What Comes Next?: Saying Goodbye to Being an English Major
The first thing that someone asks you when you meet them at freshman orientation is, well, your name, but the second thing is, “What’s your major?” It’s no wonder why we all get so attached to our majors; they become our entire identities, the stereotypes that go along with them being worn like badges of honor. But no one really teaches you what to do when you graduate; you’ve curated your entire personality around being this kind of person, so who are you now?
This really might just be a me thing especially because I’m writing this at 2:29 am on a Friday night because I can’t sleep, but like, I knew I wanted to be an English major in college from the time I turned 13-years-old. Being an English major was a dream to me because I just wanted to be able to study literature and learn to be a better writer, and that’s exactly what I did. I loved every single second of being an English major and I wish I didn’t have to go.
The reason I’m writing this article at such a lovely time of night is twofold: 1) I can’t sleep and 2) I was thinking about all of the awesome stuff I got to do as an English major. I know exactly how much of a dork I sound like right now and I’m perfectly fine with it. I loved being able to analyze literature and rhetoric and philosophy; it was what 13-year-old me dreamed of doing in college. Now that I’m leaving, I’m going to miss it so much.
But really, what comes next? I know it’s a big question and totally not meant to be a Hamilton reference (yes it is), but like, do people in “the real world,” ask you what you majored in in college? Do they care? Because I really cared.
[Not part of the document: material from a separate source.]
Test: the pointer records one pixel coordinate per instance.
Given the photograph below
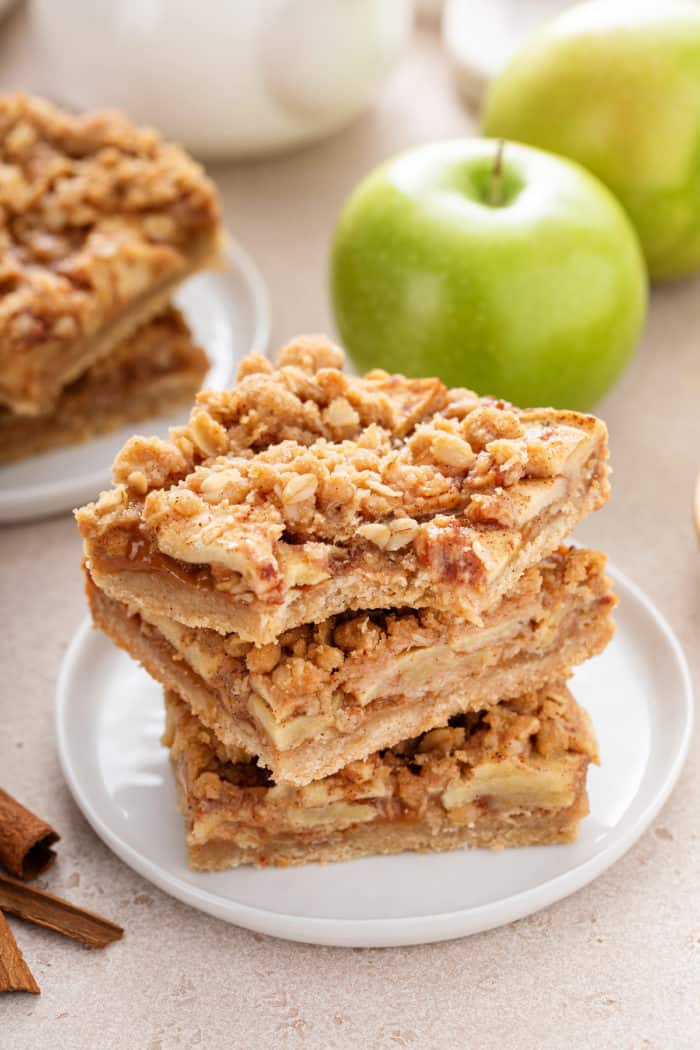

I cared A LOT. I know they’ll ask, “What do you do?” And right now, it’s nothing because everyone is freezing hiring but that’s a totally different article that I also wrote. I loved being an English major so much and as much as it hurts to say goodbye, I think this article was exactly the kind of closure that I needed in my undergraduate career; a kind of love letter to the English major. And as much as I’ve already gushed about how much I loved being an English major, I’m going to continue.
When I was 13 I knew I wanted to be an English major because I loved reading and I loved writing and that was all I needed to know. I was dead set on being an English major, I didn’t need to think about anything else and holy SHIT was I right. When I started college I was so shy and quiet, anyone who knows me now absolutely would not believe me if I said that. Being in classes doing something that I’m good at all the time has been such a confidence booster, and I know that can be said about any major but especially writing; writing is something so vulnerable and then allowing yourself to share it to a room of 20+ strangers is nerve wracking. I got to read books that I wouldn’t have looked twice at and now I won’t allow myself to part with them. I got to discuss the philosophy of feminism. I got to write a whole paper on Hamilton for my Women’s Rhetoric class. I fully know I sound like a huge fucking nerd when I say this, but all of that was so fucking fun; and right now, as I’m sitting here snot-nosed and choked up after pulling myself together from crying twice while writing this, I have to say I would do it all again in a heart beat.
Congratulations to the Class of 2020 once again, but congratulations in particular to the Lit majors and Pro Writing majors; there’s not a lot of us, but that’s sort of what makes it fun sometimes. Don’t tell the other majors about our secret clubhouse, alright?